A jovem Maya Arulpragasam têm se divertido com o sucesso: From Day One, this has been a mad, crazy thing: I say the things I'm not supposed to say, I look wrong, my music doesn't sound comfortable for any radio stations or genres, people are having issues with my videos when they're not rude or explicit or crazy controversial. I find it all really funny. Não se estranhe o divertimento quando existe por entre uma postura provocatória um lado mais inocente que a leva a acreditar que as posições que toma são meras opiniões casuais e não posições politicas próprias. Se Maya não tivesse consciência do mundo em que vivemos até poderíamos acreditar que toda a controvérsia acontece por acaso, mas a verdade é bem mais linear: M.I.A. têm uma mensagem firme que objecta a hipocrisia ocidental em relação aos chamados países do terceiro mundo.
Desde as polémicas com um clipe na MTV – com um apoio explicito à libertação da Palestina – à recusa de entrada em território norte-americano por parte das autoridades de imigração, M.I.A tem se sujeitado a uma certa desconfiança que cresceu tanto em torno da mensagem emanada bem como da postura que tem assumido em público. E se as suas origens familiares a habituaram a perseguições politicas, a sua personalidade segue determinados princípios por respeito ao legado deixado pelo pai – M.I.A. refere-se especificamente à situação missing in action de seu pai – e assume-se como contestaria de um sistema corrompido pelo dinheiro.

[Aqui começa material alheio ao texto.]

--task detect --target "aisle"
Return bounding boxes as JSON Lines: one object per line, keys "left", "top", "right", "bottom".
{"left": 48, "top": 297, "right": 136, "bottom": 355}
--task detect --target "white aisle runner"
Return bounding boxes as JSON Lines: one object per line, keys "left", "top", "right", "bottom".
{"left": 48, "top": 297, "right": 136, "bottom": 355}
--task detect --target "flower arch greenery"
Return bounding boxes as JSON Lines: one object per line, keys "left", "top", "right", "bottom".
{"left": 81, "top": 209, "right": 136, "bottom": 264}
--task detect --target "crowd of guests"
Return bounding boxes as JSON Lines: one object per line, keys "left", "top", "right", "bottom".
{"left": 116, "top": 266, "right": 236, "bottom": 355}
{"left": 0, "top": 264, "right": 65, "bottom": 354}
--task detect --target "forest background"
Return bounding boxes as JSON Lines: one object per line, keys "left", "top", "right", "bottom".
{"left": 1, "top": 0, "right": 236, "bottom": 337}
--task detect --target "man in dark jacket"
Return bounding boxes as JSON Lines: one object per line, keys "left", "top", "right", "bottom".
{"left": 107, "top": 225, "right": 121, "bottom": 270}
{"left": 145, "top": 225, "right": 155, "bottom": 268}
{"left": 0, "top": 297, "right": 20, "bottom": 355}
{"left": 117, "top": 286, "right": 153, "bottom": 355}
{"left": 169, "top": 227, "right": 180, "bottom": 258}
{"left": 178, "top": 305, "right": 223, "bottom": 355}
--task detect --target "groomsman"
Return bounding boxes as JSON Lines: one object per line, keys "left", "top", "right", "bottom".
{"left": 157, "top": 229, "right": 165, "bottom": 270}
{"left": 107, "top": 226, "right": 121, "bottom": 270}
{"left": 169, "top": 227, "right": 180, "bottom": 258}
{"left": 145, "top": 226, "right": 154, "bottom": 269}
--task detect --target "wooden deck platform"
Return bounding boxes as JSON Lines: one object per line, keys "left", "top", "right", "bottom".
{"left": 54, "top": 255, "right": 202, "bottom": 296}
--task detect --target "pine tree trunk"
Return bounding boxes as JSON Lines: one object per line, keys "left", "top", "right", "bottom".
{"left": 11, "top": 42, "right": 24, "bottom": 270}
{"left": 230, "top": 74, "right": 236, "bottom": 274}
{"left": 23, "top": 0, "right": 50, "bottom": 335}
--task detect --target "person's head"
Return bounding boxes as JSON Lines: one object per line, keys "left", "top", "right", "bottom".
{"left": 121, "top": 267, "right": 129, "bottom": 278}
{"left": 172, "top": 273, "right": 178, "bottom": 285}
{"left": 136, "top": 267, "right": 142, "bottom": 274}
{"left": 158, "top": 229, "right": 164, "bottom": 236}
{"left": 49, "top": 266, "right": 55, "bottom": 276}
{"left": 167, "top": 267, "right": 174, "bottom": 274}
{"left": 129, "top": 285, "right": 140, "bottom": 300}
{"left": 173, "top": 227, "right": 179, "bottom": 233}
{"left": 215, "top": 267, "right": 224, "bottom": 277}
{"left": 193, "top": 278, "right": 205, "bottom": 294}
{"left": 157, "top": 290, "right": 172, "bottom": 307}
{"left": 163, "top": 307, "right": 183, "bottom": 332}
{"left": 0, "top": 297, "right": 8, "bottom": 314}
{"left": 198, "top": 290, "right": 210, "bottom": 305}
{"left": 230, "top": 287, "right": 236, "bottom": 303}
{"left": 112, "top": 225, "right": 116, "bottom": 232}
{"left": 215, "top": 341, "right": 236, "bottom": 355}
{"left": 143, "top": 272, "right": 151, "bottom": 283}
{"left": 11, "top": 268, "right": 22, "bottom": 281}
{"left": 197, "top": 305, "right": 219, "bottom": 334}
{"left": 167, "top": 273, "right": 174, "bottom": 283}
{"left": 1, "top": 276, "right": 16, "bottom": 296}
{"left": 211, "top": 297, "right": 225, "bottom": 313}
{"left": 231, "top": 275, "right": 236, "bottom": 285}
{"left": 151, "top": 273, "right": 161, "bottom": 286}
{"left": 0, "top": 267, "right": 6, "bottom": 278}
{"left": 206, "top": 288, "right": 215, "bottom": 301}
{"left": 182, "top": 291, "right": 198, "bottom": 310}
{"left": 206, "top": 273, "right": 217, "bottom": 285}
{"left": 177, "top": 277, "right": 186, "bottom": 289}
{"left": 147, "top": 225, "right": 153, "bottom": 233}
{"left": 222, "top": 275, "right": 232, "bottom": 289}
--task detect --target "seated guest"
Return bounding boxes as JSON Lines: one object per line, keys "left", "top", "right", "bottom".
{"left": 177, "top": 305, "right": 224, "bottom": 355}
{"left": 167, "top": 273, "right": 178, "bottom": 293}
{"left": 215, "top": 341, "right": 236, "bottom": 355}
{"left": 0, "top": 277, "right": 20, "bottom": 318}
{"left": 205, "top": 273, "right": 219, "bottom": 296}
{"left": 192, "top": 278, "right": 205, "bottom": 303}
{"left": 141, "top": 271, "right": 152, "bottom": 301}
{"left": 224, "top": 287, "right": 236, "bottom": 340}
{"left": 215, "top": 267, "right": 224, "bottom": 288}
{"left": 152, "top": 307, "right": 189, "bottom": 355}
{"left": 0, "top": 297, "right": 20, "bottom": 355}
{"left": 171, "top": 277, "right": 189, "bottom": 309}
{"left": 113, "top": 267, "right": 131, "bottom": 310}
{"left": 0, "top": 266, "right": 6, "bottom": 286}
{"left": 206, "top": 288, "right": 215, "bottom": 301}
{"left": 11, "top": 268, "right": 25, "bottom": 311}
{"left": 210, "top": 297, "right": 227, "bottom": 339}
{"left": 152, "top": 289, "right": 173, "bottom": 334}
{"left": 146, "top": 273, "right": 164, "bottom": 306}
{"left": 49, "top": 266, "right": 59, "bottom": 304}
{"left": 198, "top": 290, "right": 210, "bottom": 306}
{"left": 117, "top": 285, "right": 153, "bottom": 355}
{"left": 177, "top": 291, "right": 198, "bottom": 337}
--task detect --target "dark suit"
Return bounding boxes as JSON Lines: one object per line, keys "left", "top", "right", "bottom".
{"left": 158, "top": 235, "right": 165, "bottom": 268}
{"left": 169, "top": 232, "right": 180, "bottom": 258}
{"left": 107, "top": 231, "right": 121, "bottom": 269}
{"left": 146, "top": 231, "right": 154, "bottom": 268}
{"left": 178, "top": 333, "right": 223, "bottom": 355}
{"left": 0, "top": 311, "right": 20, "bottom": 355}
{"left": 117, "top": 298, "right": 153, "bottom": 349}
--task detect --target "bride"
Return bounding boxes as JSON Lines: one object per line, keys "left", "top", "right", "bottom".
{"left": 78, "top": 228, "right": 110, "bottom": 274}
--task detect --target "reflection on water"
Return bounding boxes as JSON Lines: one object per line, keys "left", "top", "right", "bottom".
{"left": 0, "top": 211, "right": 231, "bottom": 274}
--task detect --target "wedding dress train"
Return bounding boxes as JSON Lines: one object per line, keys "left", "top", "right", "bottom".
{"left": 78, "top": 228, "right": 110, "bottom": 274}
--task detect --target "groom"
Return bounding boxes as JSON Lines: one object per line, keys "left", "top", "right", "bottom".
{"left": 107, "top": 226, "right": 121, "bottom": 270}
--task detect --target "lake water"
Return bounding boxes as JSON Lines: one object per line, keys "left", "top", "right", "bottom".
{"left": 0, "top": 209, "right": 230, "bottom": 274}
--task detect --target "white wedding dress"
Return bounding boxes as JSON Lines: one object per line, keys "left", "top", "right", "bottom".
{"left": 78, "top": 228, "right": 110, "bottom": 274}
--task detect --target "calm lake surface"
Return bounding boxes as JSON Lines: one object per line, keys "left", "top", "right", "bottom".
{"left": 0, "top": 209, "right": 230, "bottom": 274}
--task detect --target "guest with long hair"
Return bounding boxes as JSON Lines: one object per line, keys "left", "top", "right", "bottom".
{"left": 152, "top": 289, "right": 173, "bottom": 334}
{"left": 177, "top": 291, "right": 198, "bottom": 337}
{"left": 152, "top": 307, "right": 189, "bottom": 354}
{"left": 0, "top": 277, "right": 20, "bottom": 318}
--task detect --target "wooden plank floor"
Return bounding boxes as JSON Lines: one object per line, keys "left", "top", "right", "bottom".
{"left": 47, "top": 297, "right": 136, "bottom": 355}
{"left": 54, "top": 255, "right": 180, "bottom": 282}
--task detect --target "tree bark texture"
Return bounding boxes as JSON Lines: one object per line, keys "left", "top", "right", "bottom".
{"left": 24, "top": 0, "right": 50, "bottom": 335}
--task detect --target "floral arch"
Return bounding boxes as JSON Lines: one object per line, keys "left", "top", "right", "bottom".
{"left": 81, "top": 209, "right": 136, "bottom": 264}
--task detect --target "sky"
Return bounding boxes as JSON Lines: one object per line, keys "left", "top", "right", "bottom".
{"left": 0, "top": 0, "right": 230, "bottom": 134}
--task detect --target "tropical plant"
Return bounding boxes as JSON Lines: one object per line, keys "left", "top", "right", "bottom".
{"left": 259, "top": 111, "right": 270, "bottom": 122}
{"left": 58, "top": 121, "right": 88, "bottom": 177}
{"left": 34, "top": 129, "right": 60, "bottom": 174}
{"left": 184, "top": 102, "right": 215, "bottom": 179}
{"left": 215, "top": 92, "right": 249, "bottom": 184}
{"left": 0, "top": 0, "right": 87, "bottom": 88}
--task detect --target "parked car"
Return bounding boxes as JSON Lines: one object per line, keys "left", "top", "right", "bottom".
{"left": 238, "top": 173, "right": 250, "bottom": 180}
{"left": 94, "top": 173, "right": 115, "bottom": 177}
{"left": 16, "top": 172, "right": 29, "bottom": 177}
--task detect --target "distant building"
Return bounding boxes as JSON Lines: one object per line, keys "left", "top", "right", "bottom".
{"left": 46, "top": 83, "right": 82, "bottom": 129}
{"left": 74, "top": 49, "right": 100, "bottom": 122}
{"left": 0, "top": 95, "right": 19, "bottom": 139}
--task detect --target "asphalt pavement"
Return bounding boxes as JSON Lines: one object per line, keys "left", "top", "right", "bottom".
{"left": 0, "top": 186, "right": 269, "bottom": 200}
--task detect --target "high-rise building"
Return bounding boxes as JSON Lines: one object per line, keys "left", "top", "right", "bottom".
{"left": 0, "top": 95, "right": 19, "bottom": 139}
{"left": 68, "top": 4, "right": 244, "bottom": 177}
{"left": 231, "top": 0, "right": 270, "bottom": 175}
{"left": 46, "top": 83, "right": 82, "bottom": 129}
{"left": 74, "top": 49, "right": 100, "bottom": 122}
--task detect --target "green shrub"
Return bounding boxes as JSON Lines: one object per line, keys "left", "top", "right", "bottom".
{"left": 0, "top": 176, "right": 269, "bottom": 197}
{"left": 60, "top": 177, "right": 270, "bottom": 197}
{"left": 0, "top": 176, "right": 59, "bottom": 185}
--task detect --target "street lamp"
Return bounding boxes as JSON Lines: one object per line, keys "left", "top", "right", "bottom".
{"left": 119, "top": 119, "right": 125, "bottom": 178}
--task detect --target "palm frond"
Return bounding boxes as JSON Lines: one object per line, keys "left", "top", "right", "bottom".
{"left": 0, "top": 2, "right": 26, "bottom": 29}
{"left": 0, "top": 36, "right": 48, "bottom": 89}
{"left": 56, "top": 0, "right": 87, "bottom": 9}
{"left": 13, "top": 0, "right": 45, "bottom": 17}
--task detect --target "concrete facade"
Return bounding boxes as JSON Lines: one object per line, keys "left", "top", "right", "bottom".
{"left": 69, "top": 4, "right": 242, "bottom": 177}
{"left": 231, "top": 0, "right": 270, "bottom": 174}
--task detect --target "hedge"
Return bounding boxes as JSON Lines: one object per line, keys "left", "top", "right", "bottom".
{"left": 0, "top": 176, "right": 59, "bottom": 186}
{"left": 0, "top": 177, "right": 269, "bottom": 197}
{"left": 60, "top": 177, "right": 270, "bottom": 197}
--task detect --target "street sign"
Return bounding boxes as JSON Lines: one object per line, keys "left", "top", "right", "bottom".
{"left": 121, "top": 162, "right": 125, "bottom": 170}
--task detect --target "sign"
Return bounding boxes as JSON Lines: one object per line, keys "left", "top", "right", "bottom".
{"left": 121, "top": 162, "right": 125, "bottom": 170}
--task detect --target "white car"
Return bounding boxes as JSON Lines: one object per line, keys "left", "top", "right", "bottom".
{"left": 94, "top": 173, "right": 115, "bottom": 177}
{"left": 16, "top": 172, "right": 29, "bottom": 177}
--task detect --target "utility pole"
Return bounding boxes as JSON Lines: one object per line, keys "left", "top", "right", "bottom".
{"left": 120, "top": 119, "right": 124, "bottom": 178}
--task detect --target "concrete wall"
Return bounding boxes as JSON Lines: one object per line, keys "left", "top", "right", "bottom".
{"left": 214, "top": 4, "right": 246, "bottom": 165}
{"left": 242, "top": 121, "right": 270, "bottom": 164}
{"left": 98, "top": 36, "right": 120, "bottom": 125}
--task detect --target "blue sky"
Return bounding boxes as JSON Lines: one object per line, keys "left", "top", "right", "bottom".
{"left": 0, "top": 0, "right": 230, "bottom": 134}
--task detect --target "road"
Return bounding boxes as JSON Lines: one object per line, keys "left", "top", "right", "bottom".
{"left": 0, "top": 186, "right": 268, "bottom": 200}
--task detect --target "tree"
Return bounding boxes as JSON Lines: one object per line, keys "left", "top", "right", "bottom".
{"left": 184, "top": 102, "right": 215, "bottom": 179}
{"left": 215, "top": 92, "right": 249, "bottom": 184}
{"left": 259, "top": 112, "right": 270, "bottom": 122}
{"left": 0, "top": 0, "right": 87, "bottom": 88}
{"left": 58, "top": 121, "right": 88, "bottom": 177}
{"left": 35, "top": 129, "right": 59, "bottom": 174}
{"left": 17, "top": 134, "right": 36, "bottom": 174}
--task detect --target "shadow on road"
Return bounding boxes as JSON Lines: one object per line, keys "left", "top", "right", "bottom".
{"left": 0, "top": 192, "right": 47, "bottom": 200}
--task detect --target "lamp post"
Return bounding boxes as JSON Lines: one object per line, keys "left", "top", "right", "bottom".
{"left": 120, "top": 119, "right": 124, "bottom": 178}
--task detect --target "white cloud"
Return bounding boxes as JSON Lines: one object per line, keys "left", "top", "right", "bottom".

Depois de uma estreia auspiciosa em 2005, Maya lançou-se em viagens sucessivas. India, Trinidad, Jamaica, Australia e Japão foram algumas das paragens que viriam a inspirar um novo testamento. Uma nova missiva que, não deixando cair a atitude proverbial de Arular, viria reforçar não só a sua imagem rebelde, bem como aprofundar os propósitos que deram a conhecer ao mundo uma das poucas jovens com princípios políticos definidos. Kala é, agora, esse tão aguardado recado ao mundo: um manifesto que tanto se disponibiliza a dar no "cravo" como na "ferradura".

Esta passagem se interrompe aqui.